In parallel to these mass spectrum analyses, a study of the data from sources IS3 and IS4 (corresponding to the chromatograms in the gaseous phase of columns 1 and 2) confirms that these data are subject to a great deal of noise (high background level). The first analyses of them seem to leave little hope of extracting new useful information from them, since the quantity of material detectable via these two sources must be very high in comparison to the amount of material theoretically sampled and injected into the GC. These studies will, however, be continued so that we may identify the cause of this problem. It is in fact crucial to draw lessons from this failure in order to avoid encountering a similar problem in the development of future space GC instruments. We may, however, note that the separation of majority compounds (in this case CH4 and 40Ar) was observed in column 1 (Figure 5), confirming the results obtained during sampling carried out on the ground, which proves that column 1 was functioning properly in terms of separation after 7 years spent in space
Figure 5. Comparison of GCMS signals linked to 40Ar (in black) and CH4 (in blue) on columns 1 and 2. We may observe that with column 1, the 2 compounds are slightly separated in time, whereas with column 2, they emerge at exactly the same time, as predicted by the calibrations made on the ground.
The probable reason for the noise observed with the ionic sources IS3 and IS4 seems to be pollution of the sources by compounds external to the sources. One of the possible origins, yet to be confirmed, might be a high reactivity of the vector gas (H2) which might have reacted chemically with the materials making up the microvalves, and thereby introduced significant contamination into the columns. Another possible origin might be ageing of the stationary phase of the columns (which would be understandable after more than 7 years of interplanetary travel), which would cause a discharge of the phase material itself. However, in light of the results obtained in the laboratory on the ageing of the columns carried out n conditions close to those of the probe's flight, which did not show any notable alteration of the analytical performance of the flight columns, this latter hypothesis seems unlikely.

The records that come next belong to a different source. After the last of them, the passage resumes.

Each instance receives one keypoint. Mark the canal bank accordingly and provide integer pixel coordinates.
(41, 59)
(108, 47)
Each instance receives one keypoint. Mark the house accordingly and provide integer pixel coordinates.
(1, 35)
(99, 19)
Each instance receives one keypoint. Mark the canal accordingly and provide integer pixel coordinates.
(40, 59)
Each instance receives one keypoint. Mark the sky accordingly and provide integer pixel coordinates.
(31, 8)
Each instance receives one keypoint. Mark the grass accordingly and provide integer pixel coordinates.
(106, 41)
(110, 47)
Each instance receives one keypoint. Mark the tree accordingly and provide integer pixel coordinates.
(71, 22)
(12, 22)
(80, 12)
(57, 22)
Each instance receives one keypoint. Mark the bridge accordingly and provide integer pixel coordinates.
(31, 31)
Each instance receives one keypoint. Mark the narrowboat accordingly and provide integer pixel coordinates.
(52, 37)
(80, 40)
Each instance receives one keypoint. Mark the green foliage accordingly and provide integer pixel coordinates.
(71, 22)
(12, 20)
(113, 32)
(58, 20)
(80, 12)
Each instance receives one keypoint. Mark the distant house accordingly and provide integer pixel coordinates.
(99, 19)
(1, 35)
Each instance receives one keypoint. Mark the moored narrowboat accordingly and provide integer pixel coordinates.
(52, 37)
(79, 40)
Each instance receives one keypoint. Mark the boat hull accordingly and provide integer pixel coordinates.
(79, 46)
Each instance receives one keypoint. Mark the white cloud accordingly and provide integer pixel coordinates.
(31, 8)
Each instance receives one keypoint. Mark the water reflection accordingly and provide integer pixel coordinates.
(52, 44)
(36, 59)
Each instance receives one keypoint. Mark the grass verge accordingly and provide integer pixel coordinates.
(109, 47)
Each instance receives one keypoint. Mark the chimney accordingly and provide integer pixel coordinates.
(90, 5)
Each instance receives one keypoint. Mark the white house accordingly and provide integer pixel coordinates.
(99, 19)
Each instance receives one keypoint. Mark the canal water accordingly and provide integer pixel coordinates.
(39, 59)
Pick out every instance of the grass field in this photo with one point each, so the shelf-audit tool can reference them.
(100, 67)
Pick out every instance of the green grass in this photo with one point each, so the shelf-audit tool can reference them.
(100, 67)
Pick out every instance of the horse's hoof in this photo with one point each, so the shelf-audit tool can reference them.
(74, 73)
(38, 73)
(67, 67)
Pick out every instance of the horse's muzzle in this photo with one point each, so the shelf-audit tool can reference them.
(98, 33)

If the contamination of the chromatographic columns is proven to be the probable source of the contamination of the ionic sources, a solution may be envisaged in order to prevent this problem in future spatial GC. Unlike what occurs in a laboratory, where the CPG columns are habitually "processed" (cleaning of the column at high temperature under vector gas flow) before use, when they have not been used for only... a few months (!), the spatial columns could be processed in the same manner after several years of inactivity, even if this means sacrificing a small amount of the experiment's resources (energy, vector gas).